兄達には、私を養ってもらわねばならないのだから。
だとすれば、1番楽な選択は――――
《侍女よ、私は少し出掛けてくる。侍女は、おやつの準備をしといてくれ》
私は侍女にそう言い残すと、返事も聞かずに温室を後にした。
◆◆◆◆◆◆◆◆
「何なのよ!? 私を無視して! 悪役令嬢の癖に!!」
一方、ミーナはお粗末な断罪イベントが、不発に終わって荒れていた。
「私のルヴィーア様達を横取りして、あのクソ女絶対許さないんだから! それに何よ、あの無表情! 気持ち悪いったらありゃしない! 髪の色も変な色だし、全然ゲームと違うじゃない!!」
ミーナは誰も見ていないことをいい事に、周囲に当たり散らした。
《やはり、五月蝿いな》
ソレは、突如現れた。
「マリア……」
《お前のような奴を、電波と言うらしいな》
突如現れたマリアは宙に浮き、無表情でミーナを見下ろしていた。
「私は電波じゃない!! 今に見てなさい! あんたなんて家族にも見放され、何もかもなくして処刑されるのがお似合いよ!!」
《……つまり、お前は私を殺そうと言うのだな?》
ミーナは頭は悪いが、勘が悪いわけではない。
「そうよ、悪役令嬢のあんたは惨たらしく死ぬのがお似合い――――ぇ?」
ミーナは、突如悪寒を感じて右に一歩移動した。
瞬間、熱い液体がミーナの頬を汚した。
《……愚かな。動かなければ、安らかに逝けたものを》
「え? ……ぇ?」
ミーナは信じられないものを見るかのように、自身の左腕を見ようとした。
だが、それはもう叶わない。
何故なら、ミーナの肩口から先は、何者かに食い千切られたかのように失われていたのだから。
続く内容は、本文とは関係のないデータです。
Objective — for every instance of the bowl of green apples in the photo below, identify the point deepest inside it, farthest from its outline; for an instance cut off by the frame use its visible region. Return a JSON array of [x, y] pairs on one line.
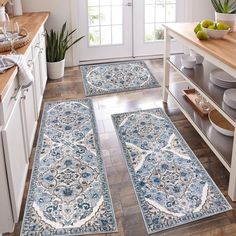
[[215, 30]]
「ぃっい゛やあ゛゛あー!!!? 私の手が、私の手……ぐぅ」
《私は眠いのだ。手間取らせるな》
「ま、まって、待ってよ!? おかしいじゃないこんなの、私はヒロインなのよ!? 何でこんな、腕、私の腕を返しなさいよっ!」
ミーナは痛みで錯乱し、血走った目でマリアに迫る。
《クロ……》
マリアがその名を呼ぶと、先程ミーナの腕を奪った化け物が姿を現した。
壊れていて、悍ましい。
痛ましくて、恐ろしい。
マリアの悪夢にして、マリアの魔王たる所以。
――悪夢のクローディア。
「ひっ! いや、助けて、何でこんなことをするの!?」
ミーナはその姿を視界に納めた瞬間、恐怖に身がすくんだ。
《……何故? 先程お前が言ったのではないか、私を殺すと。だから、これは当然の帰結だろう?》
――私は殺られる前に、やるだけだ。
そう、マリアは続けた。
マリアはミーナの言っていることが、真底理解できないようだ。
自らに危害を及ぼす前に、潰すのが当然だと思っている。
《やれ、クロ。血飛沫1つ残すな》
「ぃいやああぁあ゛あ゛――」
そうしてミーナは消えた。
血飛沫1つ残さず、生きた証は消え去った。
欲を張らずに、攻略に成功していた男達だけで満足していれば、ミーナは全く違った人生を送れただろう。
《うむ、帰って寝るとするか――》
少女の無機質な声だけが、その場に響いた。